[month] [year]

Nikhil Pinnaparaju – Dual Degree CL

Nikhil Pinnaparaju received his MS  Dual Degree in Computational Linguistics (CL). His research work was supervised by Prof. Vasudeva Varma. Here’s a summary of Nikhil Pinnaparaju’s thesis Exploring Content and Spread of Misinformation Online:

With the rise in popularity of social networks, news is no longer monopolized by newspapers, TV and the radio. Most young people get their information about daily events from Twitter’s Trending page or Facebook’s News Updates and other such online forums. Traditional print media no longer remains the preferred way to get access to information anymore. However, this leads us to an unprecedented problem of content verification. While social media platforms have empowered many, by giving voices to people in remote corners of the world, it has also become a double edged sword. Anyone can now tweet or post whatever they want without any factual evidence or proof online. Such posts can gain traction and lead to a lot of misleading information and confusion for an unsuspecting reader. Taking just the case of Twitter, a popular social media website, Twitter sees an average of around 6000 Tweets per second.
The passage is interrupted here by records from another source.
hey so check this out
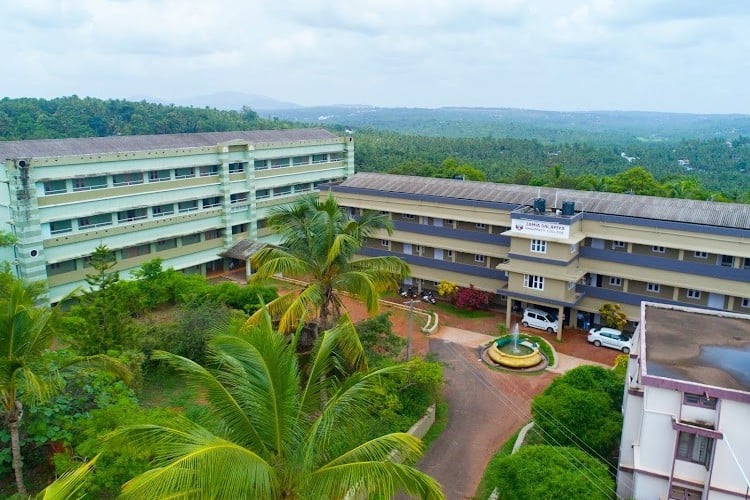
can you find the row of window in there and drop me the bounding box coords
[47,228,227,275]
[609,240,747,268]
[254,153,343,170]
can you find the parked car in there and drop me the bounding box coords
[587,327,633,353]
[522,307,559,333]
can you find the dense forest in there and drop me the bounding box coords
[1,96,748,202]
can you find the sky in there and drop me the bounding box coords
[3,0,750,114]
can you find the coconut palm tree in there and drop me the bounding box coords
[248,193,409,340]
[107,312,444,499]
[0,278,129,496]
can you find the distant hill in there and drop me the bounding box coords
[266,105,750,145]
[132,91,301,111]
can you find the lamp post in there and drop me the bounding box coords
[405,298,419,361]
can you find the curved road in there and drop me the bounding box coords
[412,338,555,499]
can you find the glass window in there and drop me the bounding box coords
[294,183,310,192]
[202,197,222,209]
[156,238,177,251]
[44,180,67,195]
[256,189,270,199]
[230,192,248,204]
[148,170,171,182]
[531,239,547,253]
[73,176,107,191]
[476,223,487,229]
[204,229,222,240]
[676,432,713,467]
[609,277,622,287]
[292,156,309,166]
[612,240,626,248]
[686,289,701,299]
[199,165,219,176]
[178,200,199,213]
[647,282,661,293]
[152,204,174,217]
[381,239,389,246]
[78,213,112,229]
[694,251,708,259]
[117,208,147,223]
[474,254,486,263]
[254,160,269,170]
[741,298,750,308]
[683,393,718,409]
[270,158,288,169]
[50,220,72,235]
[228,162,245,173]
[113,172,144,186]
[720,255,734,267]
[274,186,291,196]
[652,245,666,253]
[402,214,415,220]
[312,153,328,164]
[182,233,201,246]
[174,167,195,179]
[232,224,248,235]
[523,275,544,290]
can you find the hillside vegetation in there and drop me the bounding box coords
[1,96,748,202]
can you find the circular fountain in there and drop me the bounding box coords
[484,323,545,370]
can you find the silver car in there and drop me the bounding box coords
[587,327,633,354]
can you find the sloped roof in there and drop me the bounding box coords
[0,129,339,158]
[337,172,750,230]
[220,240,267,261]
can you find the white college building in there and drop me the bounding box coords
[618,302,750,499]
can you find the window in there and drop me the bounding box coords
[312,153,328,164]
[113,172,144,186]
[402,214,415,220]
[228,162,245,173]
[669,485,703,500]
[292,155,309,166]
[257,219,268,229]
[178,200,199,213]
[174,167,195,179]
[152,204,174,217]
[694,251,708,259]
[181,233,201,246]
[683,393,718,409]
[121,244,151,258]
[117,209,147,223]
[204,229,222,240]
[531,239,547,253]
[199,165,219,176]
[47,260,75,276]
[148,170,171,182]
[294,183,310,193]
[256,189,270,199]
[476,223,486,229]
[381,239,389,247]
[474,254,486,263]
[612,240,626,248]
[720,255,734,267]
[686,289,701,300]
[676,432,713,467]
[232,224,248,235]
[270,158,288,169]
[646,282,661,293]
[446,250,453,258]
[50,220,72,235]
[523,275,545,290]
[72,176,107,191]
[741,298,750,308]
[78,214,112,229]
[156,238,178,251]
[254,160,269,170]
[744,258,750,270]
[43,180,67,195]
[609,277,622,287]
[652,245,666,253]
[202,197,222,209]
[329,152,343,161]
[230,192,248,204]
[274,186,291,196]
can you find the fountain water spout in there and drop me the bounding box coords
[512,323,521,354]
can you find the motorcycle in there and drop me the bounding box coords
[398,287,409,298]
[421,291,436,304]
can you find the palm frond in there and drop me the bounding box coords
[150,351,270,455]
[110,424,278,499]
[39,454,99,500]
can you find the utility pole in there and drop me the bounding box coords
[405,299,419,361]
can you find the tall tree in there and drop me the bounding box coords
[107,312,444,499]
[248,194,409,341]
[0,278,130,495]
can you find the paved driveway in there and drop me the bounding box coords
[412,337,555,499]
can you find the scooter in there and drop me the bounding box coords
[398,287,409,298]
[408,287,418,299]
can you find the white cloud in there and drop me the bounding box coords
[1,0,749,113]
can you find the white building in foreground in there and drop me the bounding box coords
[618,302,750,499]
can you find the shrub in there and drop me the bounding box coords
[454,284,489,310]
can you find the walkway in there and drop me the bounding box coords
[412,325,609,499]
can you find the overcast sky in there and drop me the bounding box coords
[3,0,749,114]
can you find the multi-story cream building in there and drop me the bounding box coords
[617,302,750,499]
[0,129,353,302]
[328,173,750,339]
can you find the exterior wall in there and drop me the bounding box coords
[1,133,352,303]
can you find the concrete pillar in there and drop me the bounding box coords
[556,305,565,342]
[505,300,513,329]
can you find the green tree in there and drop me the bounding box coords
[107,312,444,499]
[485,445,614,500]
[0,278,129,495]
[0,230,17,247]
[248,193,409,341]
[531,365,624,465]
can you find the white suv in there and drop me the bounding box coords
[521,308,559,333]
[587,327,633,354]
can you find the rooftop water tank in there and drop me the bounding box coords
[533,198,546,214]
[562,201,575,216]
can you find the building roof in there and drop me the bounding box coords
[642,303,750,393]
[337,172,750,230]
[0,129,339,159]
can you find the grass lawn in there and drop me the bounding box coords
[139,366,204,409]
[432,300,495,318]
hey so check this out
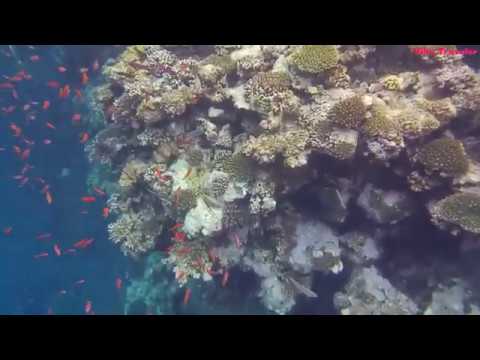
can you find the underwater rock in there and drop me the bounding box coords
[288,220,343,275]
[424,280,473,315]
[334,266,419,315]
[339,232,381,266]
[357,183,416,225]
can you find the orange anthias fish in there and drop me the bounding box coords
[81,196,96,203]
[73,238,94,249]
[92,59,100,71]
[221,270,230,287]
[84,300,93,314]
[36,233,52,241]
[11,89,19,100]
[42,100,50,110]
[183,288,192,305]
[59,84,70,99]
[45,122,56,130]
[3,227,13,236]
[43,139,52,145]
[47,80,61,88]
[75,279,86,285]
[9,123,22,137]
[170,223,183,232]
[20,148,31,161]
[30,55,40,62]
[174,231,186,243]
[79,132,89,144]
[72,113,81,122]
[81,72,89,85]
[102,207,110,219]
[33,252,49,259]
[93,187,106,197]
[74,89,82,99]
[115,277,122,290]
[45,191,53,205]
[57,66,67,73]
[53,244,61,257]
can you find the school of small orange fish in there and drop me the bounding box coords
[0,46,123,315]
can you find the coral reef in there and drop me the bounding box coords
[85,45,480,315]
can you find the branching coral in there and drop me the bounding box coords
[330,96,366,129]
[289,45,339,74]
[108,209,160,257]
[416,138,469,177]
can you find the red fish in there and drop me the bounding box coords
[18,176,29,187]
[74,89,82,99]
[81,72,89,85]
[9,123,22,137]
[53,244,61,256]
[43,139,52,145]
[81,196,96,203]
[92,59,100,71]
[170,223,183,232]
[20,163,33,175]
[59,84,70,99]
[232,232,241,249]
[75,279,86,286]
[45,122,56,130]
[36,233,52,241]
[208,248,218,263]
[221,270,229,287]
[20,148,31,161]
[72,113,81,122]
[174,231,186,243]
[13,145,22,157]
[0,82,14,89]
[22,137,35,146]
[79,132,90,144]
[45,191,53,205]
[102,207,110,219]
[33,252,49,259]
[73,238,94,249]
[57,66,67,73]
[11,89,18,100]
[42,100,50,110]
[2,105,16,113]
[3,227,12,236]
[183,288,192,305]
[84,300,92,314]
[30,55,40,62]
[93,187,106,197]
[47,80,61,88]
[115,277,122,290]
[23,104,31,112]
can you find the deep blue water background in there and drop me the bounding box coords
[0,45,128,314]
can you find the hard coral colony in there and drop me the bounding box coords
[86,45,480,315]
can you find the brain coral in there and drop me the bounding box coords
[417,138,469,177]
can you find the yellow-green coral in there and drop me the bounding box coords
[242,130,310,168]
[362,104,402,143]
[330,96,366,129]
[119,160,148,190]
[396,107,440,138]
[382,75,403,91]
[244,71,295,115]
[103,45,146,81]
[417,138,469,177]
[290,45,339,74]
[108,210,157,257]
[416,97,457,124]
[431,192,480,234]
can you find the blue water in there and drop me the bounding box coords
[0,45,127,314]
This translates to nearly 500 million tweets per day. Manually fact checking data on such a scale is an impossible task, and this is just for one such social media platform. Hence we turn towards automated approaches to the problem.

While the sheer quantity already poses a huge challenge, this problem is compounded by the problem of the spread of fake news. A study by Sinan Aral, at the MIT Sloan School of Management, showed that falsehood diffused significantly farther, faster, deeper and more broader than the truth in social media platforms like Twitter. This echoes the quote from Mark Twain that “a lie can travel halfway around the world, while the truth is putting on its shoes.” This makes the problem of automated detection harder as we need not only an accurate system but a fast one as well, as this becomes a time sensitive problem.

With the recent advances and breakthroughs in the field of Machine Learning and Deep learning, we have been seeing great results for classification problems. We leverage these innovations to explore their use and effectiveness in the problem of fake news and misinformation. In this thesis, we build a novel architecture for fast and accurate fake news detection in $T^3N$. $T^3N$ (Text and Temporal Tree Network), leverages deep learning based architectures to encode text, user and tree information in a temporal-aware manner. In Chapter 4, we also look at the identification of fake news spreaders in social media. Empirical observations showed that tweets shared are significant in identifying if the author is a spreader of fake news or other wise and hence we look at identification of fake news spreaders based on the content shared by them. Chapter 5 studies multi-modal fake news which consist of text and corresponding images and looks at the relationship between images corresponding to a sample and the text. Finally in Chapter 6, we look at the problem in the Indian context. India a country of 122 Major languages and 1599 other languages, is bound see a problem of fake news in regional languages. We try to put forward a first Indian Language dataset for fake news and see if it can be used to help push the frontier for work in regional languages.